Nell’opera di Collins, tuttavia, la rivendicazione del diritto al libero pensiero non passa per un’opposizione netta al contenuto del messaggio evangelico, tantomeno approda a un intransigente ateismo. Collins è anzi un deista: la libertà di pensiero supporta la fede, in quanto essa può essere autentica solo se corroborata e sostenuta da una ricerca libera dell’individuo, il quale solo se vi perverrà con il proprio intelletto potrà riconoscere i veri attributi di Dio. Qualora la possibilità di condurre una così personale indagine venga preclusa, si ottengono in cambio solo idolatria, fanatismo e superstizione: una fede che altro non è che bieco fideismo e timore. In tal senso esercitare il libero pensiero e opporsi al principio di autorità è innanzitutto un dovere, sinonimo, in un’ultima analisi, dell’agire virtuoso. Ciò che Collins insegna, dunque, è che il libero pensiero non è contraddistinto dai contenuti e dalle sue conclusioni, ma dal modo in cui questi vengono raggiunti.

Il saggio di Collins è una trattazione dal ritmo serrato; un’esposizione sistematica di un dibattito che non si dilunga in divagazioni teoriche ma, sorretta da un’ampia casistica e da un’opportuna documentazione, smonta una ad una le obiezioni. In questo, Discorso sul libero pensiero è senz’altro forte del legame col suo tempo.

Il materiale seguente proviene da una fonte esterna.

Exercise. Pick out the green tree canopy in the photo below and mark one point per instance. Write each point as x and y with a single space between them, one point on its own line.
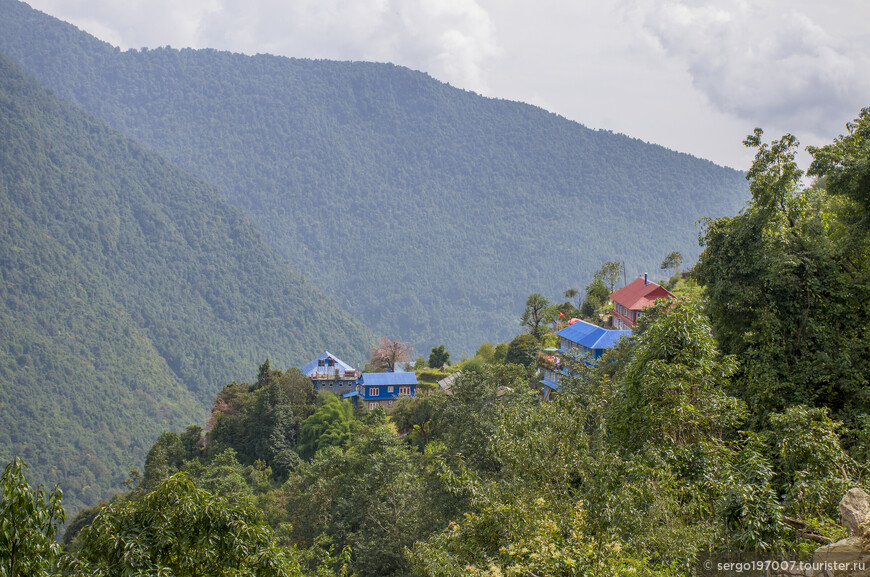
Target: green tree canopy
439 357
29 520
184 530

Ma lascia anche in eredità un memento sempreverde: l’osservanza coattiva di norme e regole, quand’anche considerata giusto mezzo per il raggiungimento di un nobile fine, o presunto tale, come il bene pubblico, ha in realtà sempre effetti collaterali significativi, quali una moralità cieca alle proprie ipocrisie, assieme a una certa sonnolenza intellettuale, per cui il libero pensiero è sacrificato a favore della viziosa e oziosa obbedienza.

Le considerazioni di Collins, più che mai aderenti al presente, suggeriscono che, mutatis mutandis e citando l’Introduzione di Carlo Nordio, «il libero pensiero non si è ancora definitivamente affrancato dai condizionamenti del fanatismo» ed «è oggi sottoposto alle aggressioni di una nuova intolleranza, resa più pericolosa, e più incontrollabile, dall’imprevedibilità di strategie suicide […] unite dall’odio e dal disprezzo verso la nostra democrazia».